In almost all reactions, matter is conserved: it is not created or destroyed, only transformed from one type into another. Therefore, you must have the same amount of matter on one side of a reaction as you have on the other. The molecules may be formed, destroyed, or changed, but the individual atoms remain. There is an exception to these rules, nuclear reactions, but these will not be discussed for a while yet.
Take a look at the reaction below. It is one we have referred to often, the combustion of hydrogen in oxygen to generate water. However, there is something wrong with this reaction. Can you see what it is?
H2 (g) + O2 (g) --> H2O (g)
If we consider each half of the reaction separately, the problem becomes apparent. There are two moles (or atoms, if you prefer to count this way) of both hydrogen and oxygen atoms on the left side; two moles of hydrogen also inhabit the right side, but only one mole of oxygen is present. It seems as if the extra mole oxygen just disappeared! Well, not really; the reaction is simply balanced incorrectly. In a proper reaction, the same number of moles (or atoms) of each element will appear on both sides. Think of a correct reaction as a scale; when equal amounts are on both sides, the reaction is in balance, much as a scale with equal masses on both pans is balanced. Now, can you find a way to fix the problem?
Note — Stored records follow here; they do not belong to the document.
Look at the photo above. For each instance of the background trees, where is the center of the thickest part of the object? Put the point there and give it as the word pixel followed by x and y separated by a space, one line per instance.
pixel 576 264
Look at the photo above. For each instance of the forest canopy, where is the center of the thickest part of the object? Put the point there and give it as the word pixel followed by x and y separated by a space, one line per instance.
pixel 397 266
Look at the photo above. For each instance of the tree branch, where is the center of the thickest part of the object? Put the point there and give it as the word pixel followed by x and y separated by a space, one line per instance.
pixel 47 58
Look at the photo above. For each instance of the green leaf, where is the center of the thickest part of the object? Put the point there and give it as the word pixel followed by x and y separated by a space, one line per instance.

Since there are two moles of O atoms on the right but one on the left, two solutions are possible. First, we could change the coefficient of the O2 molecule so only one O is present on the left side. We do this by adding a 1/2 to the molecule; one-half mole of oxygen gas will contain one mole of oxygen atoms. The correct equation is shown below:
H2 (g) + 1/2 O2 (g) --> H2O (g)
Or, we could change the reaction so two moles of hydrogen are required and two moles of water are produced. Therefore, the two moles of oxygen atoms will be used up in the reaction:
2 H2 (g) + O2 (g) --> 2 H2O (g)
Either of these solutions is acceptable. Note that when balancing equations, the coefficient of each species should be as small as possible while avoiding fractions. In other words, the following two reaction equations are correctly balanced, but are not in "standard" form. The first could have each coefficient divided by two, to give a simpler equation; the second could be multiplied by two or four to minimize the number of fractions.
4 H2 (g) + 2 O2 (g) --> 2 H2O (g)
1/4 H2 (g) + 1/2 O2 (g) --> 1/2 H2O (g)
The process of balancing equations is called stoichiometry. It is an exercise you will do many, many times during your studies in chemistry. Knowing how to balance reactions quickly and accurately is crucial, since an error here can throw off the rest of a problem. The best way to balance a large equation is to tackle the biggest molecule first; set its coefficient to one (for now) and change the other coefficients as needed. Then, move on to progressively smaller molecules. Since water, carbon dioxide, and other common products are simple, save them for last. Note that in equations with ionic charges, the charges must be equal on both sides (for example, if two "-" charges exist on the left side, two must also exist on the right). In the paragraphs below, we will balance a fairly typical equation as an example.
FeCl3 (aq) + H2S (g) --> Fe2S3 + HCl
We will walk you through the process of balancing the reaction above. If you can handle this reaction, you should be able to follow the rest of this chapter.
The most complex molecule in this reaction is probably the Fe2S3, so let's give it a coefficient of one:
FeCl3 (aq) + H2S (g) --> 1 Fe2S3 + HCl
Since we have two iron (Fe) atoms on the right, we need two on the left, giving FeCl3 a coefficient of two:
2 FeCl3 (aq) + H2S (g) --> 1 Fe2S3 + HCl
We also have 3 sulphur atoms on the right, giving H2S a coefficient of 3 as well:
2 FeCl3 (aq) + 3 H2S (g) --> 1 Fe2S3 + HCl
Finally, we have 6 chlorine atoms on the left, giving a coefficient of 6 to the hydrochloric acid, HCl:
2 FeCl3 (aq) + 3 H2S (g) --> 1 Fe2S3 + 6 HCl
Let's check our work by calculating the number of each kind of atom on each side: 2 iron, 6 chlorine, 3 sulphur, and 6 hydrogen. Since the atoms are equivalent on each side, the reaction is now balanced. The practice problems below should give you a good handle on balancing equations. If you run into a dead end while balancing an equation, don't worry: just start over and try a different method.
Example Problem 1
Balance each reaction equation below. Use scratch paper if necessary to count up atoms
A. C2H6 + O2 --> H2O + CO2
B. Ag + O2 + H2S --> Ag2S + H2O
C. Ga2(CO3)3 + HCl --> GaCl3 + H2O + CO2
D. Cr2(SO4)3 + KOH --> Cr(OH)3 + K2SO4
E. Al + Fe3O4 --> Fe + Al2O3
A. C2H6 + 7/2 O2 --> 3 H2O + 2 CO2
B. 2 Ag + O2 + H2S --> Ag2S + 2 H2O
C. Ga2(CO3)3 + 6 HCl --> 2 GaCl3 + 3 H2O + 3 CO2
D. Cr2(SO4)3 + 6 KOH --> 2 Cr(OH)3 + 3 K2SO4
E. 8 Al + 3 Fe3O4 --> 9 Fe + 4 Al2O3